Valeant Pharmaceuticals International Inc. agreed to pay about $1 billion in cash for Sprout Pharmaceuticals Inc., the U.S. drugmaker that this week received approval to sell a pill for low libido in women.
Valeant will give closely held Sprout a share of future profits if certain milestones are achieved, according to a statement on Thursday. The companies declined to disclose how the milestone payments would be structured.
Sprout’s pill received approval from the U.S. Food and Drug Administration on Tuesday. The drug has been controversial due to modest benefits and serious side effects, and was caught up in a debate about whether male sexual dysfunction has received more attention.
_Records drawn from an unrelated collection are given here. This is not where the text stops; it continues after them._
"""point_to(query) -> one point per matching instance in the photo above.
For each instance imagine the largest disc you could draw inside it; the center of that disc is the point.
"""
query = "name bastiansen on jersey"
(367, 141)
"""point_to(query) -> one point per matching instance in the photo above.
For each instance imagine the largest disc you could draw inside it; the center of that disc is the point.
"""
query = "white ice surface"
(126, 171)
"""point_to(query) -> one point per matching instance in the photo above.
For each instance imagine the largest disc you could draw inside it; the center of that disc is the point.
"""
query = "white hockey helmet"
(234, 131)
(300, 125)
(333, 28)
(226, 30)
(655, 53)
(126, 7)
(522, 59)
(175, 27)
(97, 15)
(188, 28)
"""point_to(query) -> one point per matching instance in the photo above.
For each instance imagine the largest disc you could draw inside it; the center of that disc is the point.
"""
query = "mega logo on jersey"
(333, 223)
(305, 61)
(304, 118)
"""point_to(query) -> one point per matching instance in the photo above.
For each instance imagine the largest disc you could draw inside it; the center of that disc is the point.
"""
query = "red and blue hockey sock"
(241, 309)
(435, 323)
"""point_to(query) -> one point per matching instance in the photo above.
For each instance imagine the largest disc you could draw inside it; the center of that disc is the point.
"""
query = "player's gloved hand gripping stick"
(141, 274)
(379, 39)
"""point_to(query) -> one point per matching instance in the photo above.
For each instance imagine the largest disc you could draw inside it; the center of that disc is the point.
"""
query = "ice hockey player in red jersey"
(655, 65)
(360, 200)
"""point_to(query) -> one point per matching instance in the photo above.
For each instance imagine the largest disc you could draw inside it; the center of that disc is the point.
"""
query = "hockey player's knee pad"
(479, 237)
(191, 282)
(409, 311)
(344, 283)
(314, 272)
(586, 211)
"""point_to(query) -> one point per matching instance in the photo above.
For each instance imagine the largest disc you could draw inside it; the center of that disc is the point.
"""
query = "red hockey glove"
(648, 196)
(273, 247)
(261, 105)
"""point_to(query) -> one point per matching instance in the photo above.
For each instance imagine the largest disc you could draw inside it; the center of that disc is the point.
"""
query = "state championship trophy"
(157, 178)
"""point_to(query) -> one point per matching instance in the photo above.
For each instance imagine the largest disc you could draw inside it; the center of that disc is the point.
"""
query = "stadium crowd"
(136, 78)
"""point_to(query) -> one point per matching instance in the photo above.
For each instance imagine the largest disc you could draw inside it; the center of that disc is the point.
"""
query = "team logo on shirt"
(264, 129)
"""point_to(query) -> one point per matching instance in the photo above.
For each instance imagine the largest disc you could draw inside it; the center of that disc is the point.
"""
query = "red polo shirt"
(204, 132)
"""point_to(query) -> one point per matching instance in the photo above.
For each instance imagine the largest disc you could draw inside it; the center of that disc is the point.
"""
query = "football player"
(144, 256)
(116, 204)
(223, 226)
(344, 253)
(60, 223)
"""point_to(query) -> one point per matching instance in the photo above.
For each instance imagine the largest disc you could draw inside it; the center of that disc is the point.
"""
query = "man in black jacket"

The agency followed the counsel of an expert panel that decided in June that the benefits of the drug outweighed the risks.
“The advisory committee meeting had a lot of people paying attention,” said Sprout Chief Executive Officer Cindy Whitehead, who will join Valeant to lead the division. “There was interest, but interest from someone who saw the world the way we do, that was important.” The two companies started talking three weeks ago.
Buying Sprout would move Valeant, which specializes in eye care and dermatology, into the women’s health market. Valeant’s strategy is to grow through acquisitions. The company has announced 12 purchases in the past year valued at $14.9 billion, according to data compiled by Bloomberg. The biggest is the $11.1 billion purchase of Salix Pharmaceuticals Ltd. for gastrointestinal disorder treatments.
Valeant said it will use its “global scale” to market Sprout’s drug internationally. The purchase will have no effect on earnings this year and will add to earnings in 2016, it said.
Sprout acquired the rights for flibanserin for an undisclosed amount from Boehringer Ingelheim GmbH in 2011, after the FDA told Boehringer that the drug hadn’t been proven safe or effective. Sprout conducted new tests with new measures of how women’s sexual desire was measured.
Hurdles in marketing the pill will include convincing insurers to cover it, and educating doctors and patients on the benefits and risks. Without insurance support, women may have to pay as much as $400 a month to try the pill, called Addyi, or flibanserin.
Whitehead said she expects similar coverage for Addyi when compared to male sexual dysfunction drugs.
The FDA has said that doctors will have to take a training course to be certified to prescribe the drug, which will be available as soon as Oct. 17. Patients must sign a form acknowledging risks that include fainting and extreme sleepiness.
Sprout had previously pledged to the FDA that it wouldn’t advertise directly to consumers for 18 months, but Whitehead said that plan may change under Valeant.
“We will revisit that as we go along,” she said, adding the company will start by educating physicians.
Humana Inc., the fifth-largest U.S. health insurer by market value, said Thursday that Addyi will fall into the same category as erectile-dysfunction drugs, which typically aren’t covered. Anthem Inc., the third-largest, will cover the drug in its third tier, which means it will require higher copays than for generics and preferred brand-name drugs. UnitedHealth Group Inc., Aetna Inc. and Cigna Corp. said they’re studying Addyi.
U.S. regulators had rejected the drug in 2013 for its modest effect, and then faced a backlash from some doctors and researchers who said the agency was being sexist. Drugs to treat male sexual dysfunction have become ubiquitous since Pfizer Inc.’s Viagra was approved in 1998.
Valeant will pay $500 million upon completion of the transaction, expected in the third quarter, and an additional payment of $500 million in the first quarter of 2016, plus a share of future profits.
Valeant, which is managed from the U.S., merged with Biovail Corp. in 2010 and moved its legal address to Canada. Its acquisition record in the last 12 months is second only to Roche Holding AG of Switzerland in terms of the number of deals. Sprout is based in Raleigh, North Carolina.